A la recherche de nouveaux repères

Face à la concurrence du web, des réseaux sociaux et des terminaux mobile, l’industrie graphique traditionnelle est bien consciente qu’elle doit s’adapter. La difficulté principale semble être de savoir quelle direction prendre. Sur leurs stands, les grands constructeurs ont choisi de porter le regard le plus loin possible, vers cet horizon 2020 déjà tracé par les études comme celle d’Infotrends en 2011. Intitulée « Stratégies évolutives de workflow pour l’impression », l’étude identifie quelques pistes pour l’avenir : impression à la demande, production en juste à temps, services multicanaux, et même technologies Web, réseaux sociaux et mobiles.

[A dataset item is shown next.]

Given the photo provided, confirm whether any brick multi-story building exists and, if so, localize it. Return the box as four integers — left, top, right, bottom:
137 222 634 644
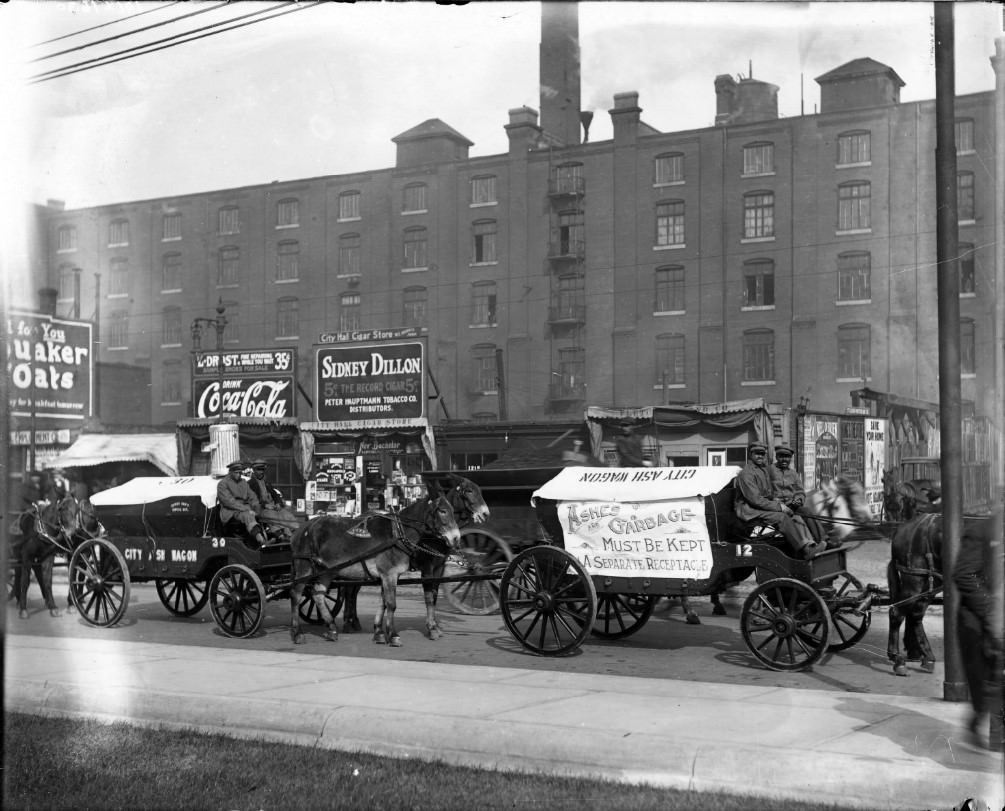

D’un stand à l’autre, c’est une grande diversité de futurs et de défis qui se dessine. Ron Friedman, directeur général de l’éditeur allemand Compart, pointe l’enjeu crucial de consolidation des flux de documents, quelle que soit leur origine, pour n’imprimer que ce qui a une réelle valeur stratégique. Le français Axode, quant à lui, se concentre sur le contrôle de conformité des documents. Le belge Enfocus présente quant à lui la dernière version de ses outils d’optimisation PDF. A proximité, une autre société belge, Esko, profite d’une petite révolution sur le salon. Pour la première fois, un espace dédié est réservé sur le salon aux technologies d’impression de packaging. Nouveaux métiers, extensions des métiers existants, Graph Expo 2012 dessine en creux le portrait d’une industrie graphique qui peine à se trouver de nouveaux repères.

 

Les leçons de l’Europe

« Le client a forcé l’industrie à changer radicalement ses modes de fonctionnement : avant le client imprimait pour vendre, maintenant, il vend d’abord, et imprime ensuite, c’est totalement différent ! », décrypte Victor Abergel. Pour le directeur général de MGI Graphics, les sociétés de plus petite taille, ce qui est le cas de tous les constructeurs et éditeurs français ou européens présent cette année à Graph Expo, sont mieux à même de tirer rapidement les leçons de ce profond bouleversement. Mais elles le font d’une façon bien plus pragmatique que les grands constructeurs, et c’est ce qui justifierait leur dynamisme atypique dans un contexte pourtant moins favorable. Nous arrivons aussi avec l’expérience du marché européen, avertit Jean Philippe Khristy, directeur du développement commercial de Sefas. L’industrie graphique du vieux continent a été frappée plus tôt que son homologue américaine par la crise et sa propre surcapacité de production. Dans un marché saturé, le plus important n’est pas de vendre quelque chose de nouveau, c’est de vendre autrement, poursuit Jean Philippe Khristy. Les sociétés françaises rencontrées sur Graph Expo 2012 partagent plus ou moins ce sentiment d’avoir, grâce au contexte européen, une petite avance sur leurs concurrents américains en termes de compréhension des attentes de la clientèle. Peu ou prou, toutes les innovations poursuivent le même objectif : faire aussi bien, sinon plus efficace, mais de façon plus rationnelle et plus économique. Chez MGI, la partie se joue sur le terrain technique avec une petite révolution qui ne passera sans doute pas inaperçue chez les grands constructeurs : la PME française vient de consacrer 7 ans à développer ses propres têtes d’impression jet d’encre, conçues pour être de simples consommables là où les grands constructeurs les considèrent encore comme des pièces détachées. Chez Sefas, c’est sur le modèle de vente que l’on réfléchit activement. « Dans le futur, les logiciels se vendront comme les forfaits de téléphone mobile aujourd’hui. Les clients voudront payer à l’usage ou au clic, mais ils exigeront toujours une qualité irréprochable du service et un accompagnement personnalisé », anticipe encore le directeur du développement commercial.